Gabrielle NASH et al., Appellants, v. Melvin J. RICHARD, Mayor and Councilman of the City of Miami Beach, Florida, et al., Appellees.
    No. 64-184.
    District Court of Appeal of Florida. Third District.
    Aug. 4, 1964.
    Bernard B. Weksler, Miami, for appellants.
    Joseph A. Wanick, City Atty., for ap-pellees.
    Before BARKDULL, C. J., and HORTON and TILLMAN PEARSON, JJ.
   PER CURIAM.

The order quashing the alternative writ of mandamus and dismissing appellants’ petition is affirmed because it does not appear from the petition that the City Council of the City of Miami Beach failed or refused to perform a clear legal duty prior to the filing of the petition. Howell v. State, 54 Fla. 199, 45 So. 453. The petition alleges:

“7. That the majority of the individual Respondents, including Melvin J. Richard as Mayor of the City of Miami Beach, have openly declared that they will not submit the ‘Fair Play Amendments’ to the qualified electors of Miami Beach, Florida.”

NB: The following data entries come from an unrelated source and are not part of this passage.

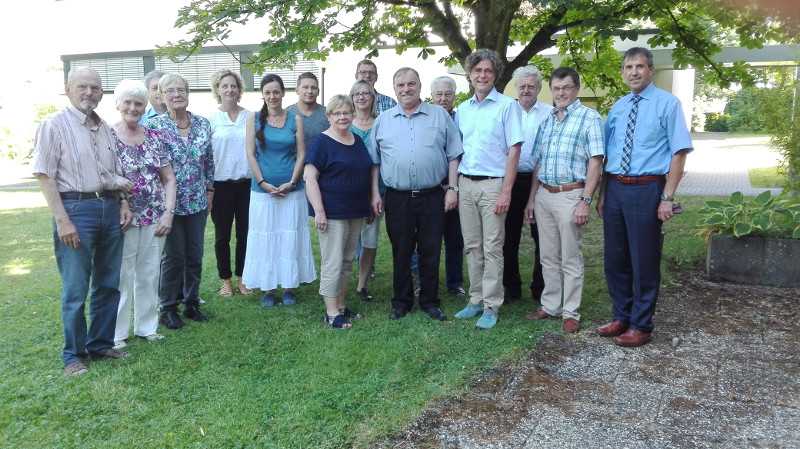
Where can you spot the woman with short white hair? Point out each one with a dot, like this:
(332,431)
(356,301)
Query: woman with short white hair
(187,138)
(145,163)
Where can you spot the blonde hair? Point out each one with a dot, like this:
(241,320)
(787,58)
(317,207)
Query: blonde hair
(216,78)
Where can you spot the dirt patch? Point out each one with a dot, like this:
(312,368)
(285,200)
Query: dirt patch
(723,370)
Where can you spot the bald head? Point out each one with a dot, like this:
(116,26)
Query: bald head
(84,89)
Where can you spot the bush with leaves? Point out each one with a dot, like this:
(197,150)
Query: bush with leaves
(763,215)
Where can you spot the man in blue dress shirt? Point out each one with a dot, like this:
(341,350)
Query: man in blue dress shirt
(646,145)
(416,145)
(491,129)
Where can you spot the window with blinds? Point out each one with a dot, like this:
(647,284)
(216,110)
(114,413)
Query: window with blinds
(197,69)
(113,70)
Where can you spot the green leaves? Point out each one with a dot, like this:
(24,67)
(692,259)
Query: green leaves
(762,215)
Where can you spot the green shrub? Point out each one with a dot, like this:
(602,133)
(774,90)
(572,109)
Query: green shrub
(716,122)
(763,215)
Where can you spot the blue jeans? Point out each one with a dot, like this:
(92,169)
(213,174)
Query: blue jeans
(632,244)
(97,259)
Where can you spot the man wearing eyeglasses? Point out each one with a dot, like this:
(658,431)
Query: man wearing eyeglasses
(366,70)
(415,145)
(567,159)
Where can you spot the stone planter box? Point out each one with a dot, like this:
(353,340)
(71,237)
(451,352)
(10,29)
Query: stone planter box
(754,260)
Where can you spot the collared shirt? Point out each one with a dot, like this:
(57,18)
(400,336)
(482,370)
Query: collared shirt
(488,129)
(414,151)
(660,133)
(80,156)
(562,149)
(192,159)
(531,120)
(384,102)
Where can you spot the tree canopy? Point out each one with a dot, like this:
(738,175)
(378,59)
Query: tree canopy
(519,30)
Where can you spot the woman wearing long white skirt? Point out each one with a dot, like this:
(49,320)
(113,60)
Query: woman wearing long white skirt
(278,240)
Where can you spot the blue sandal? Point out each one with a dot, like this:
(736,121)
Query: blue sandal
(337,322)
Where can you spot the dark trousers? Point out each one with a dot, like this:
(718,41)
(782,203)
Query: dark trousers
(231,202)
(182,262)
(632,245)
(514,220)
(415,222)
(453,250)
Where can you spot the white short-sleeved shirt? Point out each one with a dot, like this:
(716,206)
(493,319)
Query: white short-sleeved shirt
(227,141)
(531,120)
(488,129)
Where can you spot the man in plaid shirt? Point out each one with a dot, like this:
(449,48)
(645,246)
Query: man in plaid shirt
(568,158)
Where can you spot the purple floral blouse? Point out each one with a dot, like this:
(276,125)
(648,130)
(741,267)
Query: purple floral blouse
(141,165)
(192,159)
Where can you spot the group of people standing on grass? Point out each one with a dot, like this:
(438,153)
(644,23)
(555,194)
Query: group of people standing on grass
(130,201)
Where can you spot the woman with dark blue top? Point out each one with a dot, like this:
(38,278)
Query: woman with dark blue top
(337,176)
(278,241)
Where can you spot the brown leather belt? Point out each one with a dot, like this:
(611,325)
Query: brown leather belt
(636,179)
(563,187)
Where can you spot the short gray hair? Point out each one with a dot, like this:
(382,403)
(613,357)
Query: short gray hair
(450,82)
(337,101)
(152,75)
(130,89)
(527,71)
(638,51)
(169,78)
(82,69)
(484,54)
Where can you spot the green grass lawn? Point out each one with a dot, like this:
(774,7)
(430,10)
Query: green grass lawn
(768,177)
(252,377)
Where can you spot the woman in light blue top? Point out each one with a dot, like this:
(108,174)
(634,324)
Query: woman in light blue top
(278,241)
(364,100)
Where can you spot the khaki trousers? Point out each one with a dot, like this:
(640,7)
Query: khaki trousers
(484,233)
(337,247)
(562,260)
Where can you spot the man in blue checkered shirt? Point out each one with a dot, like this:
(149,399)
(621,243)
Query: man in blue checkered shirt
(366,70)
(568,159)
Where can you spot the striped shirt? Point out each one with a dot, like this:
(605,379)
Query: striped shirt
(563,148)
(384,103)
(80,156)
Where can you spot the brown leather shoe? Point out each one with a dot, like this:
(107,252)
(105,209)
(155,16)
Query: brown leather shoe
(633,338)
(612,329)
(539,314)
(571,325)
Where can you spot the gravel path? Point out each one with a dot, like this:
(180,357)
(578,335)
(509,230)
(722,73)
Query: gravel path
(722,372)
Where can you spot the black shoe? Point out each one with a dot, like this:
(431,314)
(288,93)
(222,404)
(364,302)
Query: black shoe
(171,319)
(397,314)
(364,295)
(436,314)
(194,314)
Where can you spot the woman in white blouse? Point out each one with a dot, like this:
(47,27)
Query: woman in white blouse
(231,178)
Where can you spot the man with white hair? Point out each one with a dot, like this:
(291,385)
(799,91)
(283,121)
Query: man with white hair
(443,93)
(529,84)
(157,105)
(80,177)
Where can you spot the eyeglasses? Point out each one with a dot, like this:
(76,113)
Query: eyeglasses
(563,88)
(175,90)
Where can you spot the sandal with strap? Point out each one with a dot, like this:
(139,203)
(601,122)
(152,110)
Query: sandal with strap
(350,314)
(337,322)
(225,290)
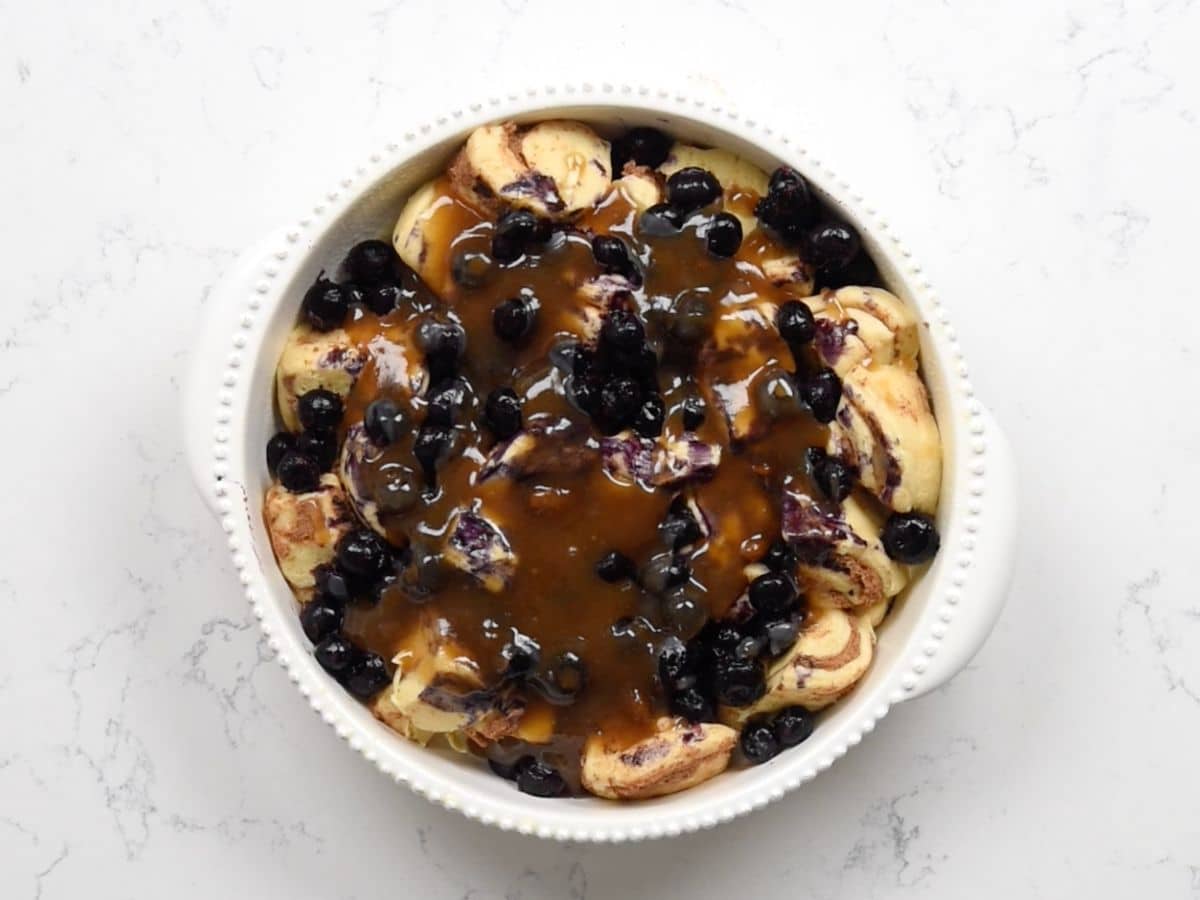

An inclination or an intention not to do an official act may not be reached by mandamus. The governing body of a municipal corporation acts validly only in duly authorized and constituted meetings. Turk v. Richard, Fla.1950, 47 So.2d 543; Beck v. Littlefield, Fla.1953, 68 So.2d 889.

Affirmed. 
      
       .The order appealed was defective in that it did not specifically dismiss the Petition for Writ of Mandamus. See State ex rel. Mott v. Scofield, Fla.App.1960, 120 So.2d 825. Although the question has not been raised, the circuit judge set forth throe grounds for his order, all of which go properly to a dismissal of the suggestion, we therefore, shall so construe the order.